Yet it is hard, for several reasons, to fathom what LLMs "think".
但由于一些原因,很难弄清楚大型语言模型在"想什么"。
Details of the programming and training data of commercial ones like ChatGPT are proprietary.
像ChatGPT这种商业语言模型的编程和训练数据的细节为其公司所有。
And not even the programmers know exactly what is going on inside.
连程序员都不知道模型内部到底发生了什么。
Linguists have, however, found clever ways to test LLMs' underlying knowledge, in effect tricking them with probing tests.
然而,语言学家已经找到了测试大型语言模型的潜在知识的巧妙办法,实际上就是用试探性的测试来欺骗它们。
And indeed, LLMs seem to learn nested, hierarchical grammatical structures, even though they are exposed to only linear input, ie, strings of text.
事实上,虽然大型语言模型只接触了线性的输入内容,即文本字符串,但它们似乎学会了嵌套的层级语法结构。
They can handle novel words and grasp parts of speech.
它们能够处理新造词并掌握词性。
Tell ChatGPT that "dax" is a verb meaning to eat a slice of pizza by folding it, and the system deploys it easily: "After a long day at work, I like to relax and dax on a slice of pizza while watching my favourite TV show."
告诉ChatGPT,dax是一个动词,意思是把披萨折叠起来吃,然后它就能轻松地运用这个单词:"结束了漫长的一天的工作之后,我喜欢放松一下,一边把披萨折叠起来吃,一边看我最喜欢的电视节目。
(The imitative element can be seen in "dax on", which ChatGPT probably patterned on the likes of "chew on" or "munch on".)
(模仿的元素可以从dax on的例子中看出,ChatGPT很可能是仿照了chew on或munch on等表示咀嚼之类的词汇。
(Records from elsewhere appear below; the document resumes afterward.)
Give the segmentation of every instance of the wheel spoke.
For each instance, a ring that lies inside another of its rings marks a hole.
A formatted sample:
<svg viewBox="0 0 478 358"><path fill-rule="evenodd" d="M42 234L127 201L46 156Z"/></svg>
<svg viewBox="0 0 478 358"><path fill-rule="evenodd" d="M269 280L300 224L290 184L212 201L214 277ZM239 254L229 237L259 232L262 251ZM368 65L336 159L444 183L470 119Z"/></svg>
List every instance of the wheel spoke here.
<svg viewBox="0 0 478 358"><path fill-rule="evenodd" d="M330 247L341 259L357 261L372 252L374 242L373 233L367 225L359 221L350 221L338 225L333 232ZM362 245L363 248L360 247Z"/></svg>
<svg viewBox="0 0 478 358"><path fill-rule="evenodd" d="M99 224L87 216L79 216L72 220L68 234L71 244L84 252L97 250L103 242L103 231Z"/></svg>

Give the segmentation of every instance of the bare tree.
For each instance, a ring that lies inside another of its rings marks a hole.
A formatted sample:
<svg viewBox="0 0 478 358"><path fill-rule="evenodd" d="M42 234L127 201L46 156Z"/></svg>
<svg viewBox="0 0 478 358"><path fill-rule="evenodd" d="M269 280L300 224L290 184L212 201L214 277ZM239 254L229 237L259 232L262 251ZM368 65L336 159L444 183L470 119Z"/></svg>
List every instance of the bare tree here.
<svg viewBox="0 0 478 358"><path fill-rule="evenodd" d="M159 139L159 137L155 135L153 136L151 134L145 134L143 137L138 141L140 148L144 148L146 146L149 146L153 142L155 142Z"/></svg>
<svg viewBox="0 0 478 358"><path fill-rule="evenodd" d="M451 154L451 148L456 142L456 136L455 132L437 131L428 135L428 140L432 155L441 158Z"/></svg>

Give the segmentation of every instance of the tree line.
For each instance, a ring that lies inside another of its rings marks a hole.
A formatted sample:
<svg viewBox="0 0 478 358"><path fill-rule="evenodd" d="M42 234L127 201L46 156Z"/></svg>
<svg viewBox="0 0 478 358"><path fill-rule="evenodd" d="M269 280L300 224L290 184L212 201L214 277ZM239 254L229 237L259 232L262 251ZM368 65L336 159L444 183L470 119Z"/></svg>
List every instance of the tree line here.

)
What about the "poverty of the stimulus"?
那么"语言刺激贫瘠"方面又是什么情况呢?
After all, GPT-3 (the LLM underlying ChatGPT until the recent release of GPT-4) is estimated to be trained on about 1,000 times the data a human ten-year-old is exposed to.
毕竟,GPT-3(在最近发布GPT-4之前,它是ChatGPT的底层语言模型)接受的训练数据大约是一个十岁人类儿童所接触的数据量的1000倍。
That leaves open the possibility that children have an inborn tendency to grammar, making them far more proficient than any LLM.
这就带来了一种可能性,那就是儿童天生就有语法倾向,这使他们比任何大型语言模型都更擅长语言。
In a forthcoming paper in Linguistic Inquiry, researchers claim to have trained an LLM on no more text than a human child is exposed to, finding that it can use even rare bits of grammar.
在即将发表在《语言研究》杂志上的一篇论文中,研究人员声称,用不超过人类儿童所接触的文本量的数据训练一个大型语言模型,发现它甚至可以使用很少见的语法。
But other researchers have tried to train an LLM on a database of only child-directed language (that is, of transcripts of carers speaking to children).
但其他研究人员试图用只面向儿童的语言数据库(即照顾孩子的人对儿童所说话语的文字稿)来训练大型语言模型。
Here LLMs fare far worse.
在这种情况下,大型语言模型的表现要糟糕得多。
Perhaps the brain really is built for language, as Professor Chomsky says.
也许正如乔姆斯基教授所说,大脑真的是为语言而生的。
It is difficult to judge.
结果很难判断。
Both sides of the argument are marshalling LLMs to make their case.
争论的双方都带领着大型语言模型来证明他们的观点。
The eponymous founder of his school of linguistics has offered only a brusque riposte.
创立了其同名语言学派的乔姆斯基对此只给出了简短的回应。
For his theories to survive this challenge, his camp will have to put up a stronger defence.
要想让他的理论经受住这次挑战,乔姆斯基阵营将必须给出更强有力的辩词。